I've written two "negative" characters before, and been asked to soften both. For the sequel to my first novel, I wrote from the POV of a supporting character in the first book, who happens to be the high school's ruling bitca. It was really important to me, when writing the second book, not to change the way she acts at all, but I ended up humanizing her through (a) vulnerability, (b) acknowledging the fact that her inner monologue wasn't all cattiness, all the time, (c) emphasizing the soft spots that she does have (particularly one of the younger characters), and (d) giving the reader a glimpse into how she came to be who she is now. I also played up themes that I feel like a lot of people can relate to- like trying to be who you think you're supposed to be, rather than who you are, and growing up and out of relationships that used to mean a lot to you.
My second character wasn't what I would call negative per se, but she was a real smart mouth, and she's quick to make judgments about people.
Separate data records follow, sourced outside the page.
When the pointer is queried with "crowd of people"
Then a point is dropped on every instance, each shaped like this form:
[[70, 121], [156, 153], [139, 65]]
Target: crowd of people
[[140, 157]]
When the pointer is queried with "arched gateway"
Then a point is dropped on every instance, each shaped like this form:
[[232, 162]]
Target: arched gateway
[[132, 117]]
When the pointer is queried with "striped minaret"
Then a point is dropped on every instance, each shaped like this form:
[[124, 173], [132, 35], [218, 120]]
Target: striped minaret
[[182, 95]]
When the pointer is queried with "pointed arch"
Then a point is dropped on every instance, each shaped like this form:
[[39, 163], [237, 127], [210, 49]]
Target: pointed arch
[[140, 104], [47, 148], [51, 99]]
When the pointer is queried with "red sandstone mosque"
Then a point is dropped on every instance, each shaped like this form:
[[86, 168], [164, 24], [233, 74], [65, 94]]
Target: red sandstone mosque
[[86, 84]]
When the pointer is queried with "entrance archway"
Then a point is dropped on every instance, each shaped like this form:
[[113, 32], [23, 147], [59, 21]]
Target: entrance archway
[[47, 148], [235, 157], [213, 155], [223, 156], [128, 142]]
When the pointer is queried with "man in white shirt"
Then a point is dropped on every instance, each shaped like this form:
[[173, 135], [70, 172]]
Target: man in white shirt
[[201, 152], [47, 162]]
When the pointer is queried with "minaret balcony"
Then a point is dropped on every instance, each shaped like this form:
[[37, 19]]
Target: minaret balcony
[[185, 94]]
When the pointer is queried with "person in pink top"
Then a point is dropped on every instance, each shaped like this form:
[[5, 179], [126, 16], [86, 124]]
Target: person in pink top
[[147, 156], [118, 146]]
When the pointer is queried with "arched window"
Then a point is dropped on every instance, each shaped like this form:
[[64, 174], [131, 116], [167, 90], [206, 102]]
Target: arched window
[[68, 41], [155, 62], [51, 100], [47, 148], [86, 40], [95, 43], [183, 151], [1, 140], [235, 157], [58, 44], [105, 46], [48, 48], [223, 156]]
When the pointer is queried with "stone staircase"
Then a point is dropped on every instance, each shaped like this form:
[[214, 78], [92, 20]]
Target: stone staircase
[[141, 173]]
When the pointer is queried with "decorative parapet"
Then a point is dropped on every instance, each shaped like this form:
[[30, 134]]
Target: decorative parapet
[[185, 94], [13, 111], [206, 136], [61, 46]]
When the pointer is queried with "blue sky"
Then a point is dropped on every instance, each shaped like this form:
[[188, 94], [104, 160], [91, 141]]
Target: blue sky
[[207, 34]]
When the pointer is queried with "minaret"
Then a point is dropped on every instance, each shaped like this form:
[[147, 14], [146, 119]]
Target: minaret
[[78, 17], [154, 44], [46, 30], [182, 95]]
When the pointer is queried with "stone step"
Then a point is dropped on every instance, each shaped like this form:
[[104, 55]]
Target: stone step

A lot of her likeability factor comes from humor, and from the fact that she's hard to win over, but very loyal once someone has managed to win her over. She's also aware of her own faults, and is as likely to make sarcastic comments about herself as anyone else.
I think some of the best examples of making a "negative" character positive come from television shows. Julie Cooper was a huge villain in the first season of The OC- she was shallow, mean, tried to have her daughter committed, married for money, etc, but as the seasons went on, she became one of the characters on the show with the most depth. She's certainly one of my favorite characters on the show. Another fabulous example is the Addison Sheppard character on Grey's Anatomy- she was completely introduced as a villain-type, but in a single season, they turned her into one of the most endearing and relatable characters on the show. They did this in several ways- showing her own heartbreak, showing her in her soft moments, showing that she had very real emotions and that she wasn't just some Machiavellian mastermind- and, most notably, through a really humorous scene in which something comically bad happens to her and she literally asks if she's suffered enough for her sins now. Cordelia on Buffy is another great example. And, since I mentioned Grey's Anatomy, Alex is another really jerky character who's still oddly compelling.
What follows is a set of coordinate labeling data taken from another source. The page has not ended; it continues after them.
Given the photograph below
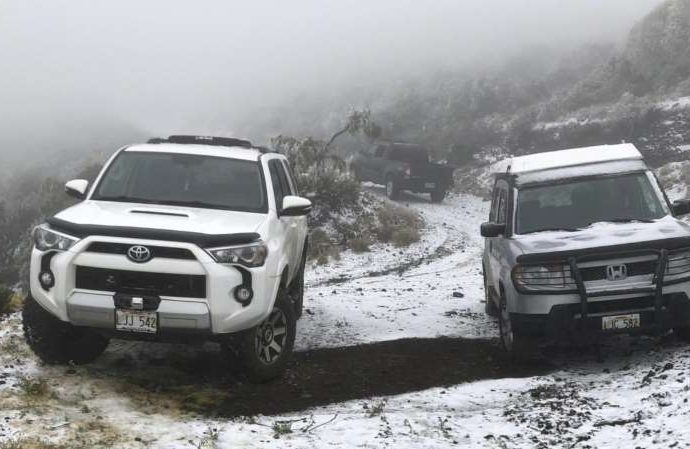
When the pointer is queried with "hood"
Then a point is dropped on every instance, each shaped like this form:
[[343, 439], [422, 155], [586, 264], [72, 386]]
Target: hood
[[164, 218], [667, 232]]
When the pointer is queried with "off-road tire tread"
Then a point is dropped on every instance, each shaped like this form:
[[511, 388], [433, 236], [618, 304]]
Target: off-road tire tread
[[254, 370]]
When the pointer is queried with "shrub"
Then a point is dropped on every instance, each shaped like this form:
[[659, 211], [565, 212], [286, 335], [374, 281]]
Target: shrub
[[360, 245], [405, 237], [6, 299], [398, 225]]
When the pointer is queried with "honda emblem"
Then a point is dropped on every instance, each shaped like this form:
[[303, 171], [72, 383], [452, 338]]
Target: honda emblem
[[616, 272]]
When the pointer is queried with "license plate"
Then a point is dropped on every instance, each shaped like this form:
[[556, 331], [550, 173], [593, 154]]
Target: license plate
[[136, 321], [620, 322]]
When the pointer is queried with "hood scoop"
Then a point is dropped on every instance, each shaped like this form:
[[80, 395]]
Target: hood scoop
[[158, 212]]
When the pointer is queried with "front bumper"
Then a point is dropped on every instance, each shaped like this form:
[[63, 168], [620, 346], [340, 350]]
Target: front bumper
[[210, 309], [661, 302], [566, 320]]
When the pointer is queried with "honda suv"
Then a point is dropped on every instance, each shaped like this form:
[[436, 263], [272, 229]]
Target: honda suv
[[183, 238], [584, 241]]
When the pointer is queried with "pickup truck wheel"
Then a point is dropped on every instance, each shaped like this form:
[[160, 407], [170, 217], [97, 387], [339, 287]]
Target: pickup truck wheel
[[438, 196], [392, 190], [57, 342], [683, 333], [519, 347], [265, 349]]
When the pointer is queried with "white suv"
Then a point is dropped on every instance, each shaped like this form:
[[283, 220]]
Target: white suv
[[185, 238]]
Another thing that I think can be key is having a really likeable character who likes and forms a bond with your character. This helps the reader in two ways- first, it lets them see that a really nice person could see something good in your character, and it softens your character by showing that they can come to care about someone the reader likes.
And, olmue, I have MORE than hope for Snape. I'm of the belief that his most recent actions were part of a master plan and that they were the ultimate sacrifice on his part, rather than some kind of sin.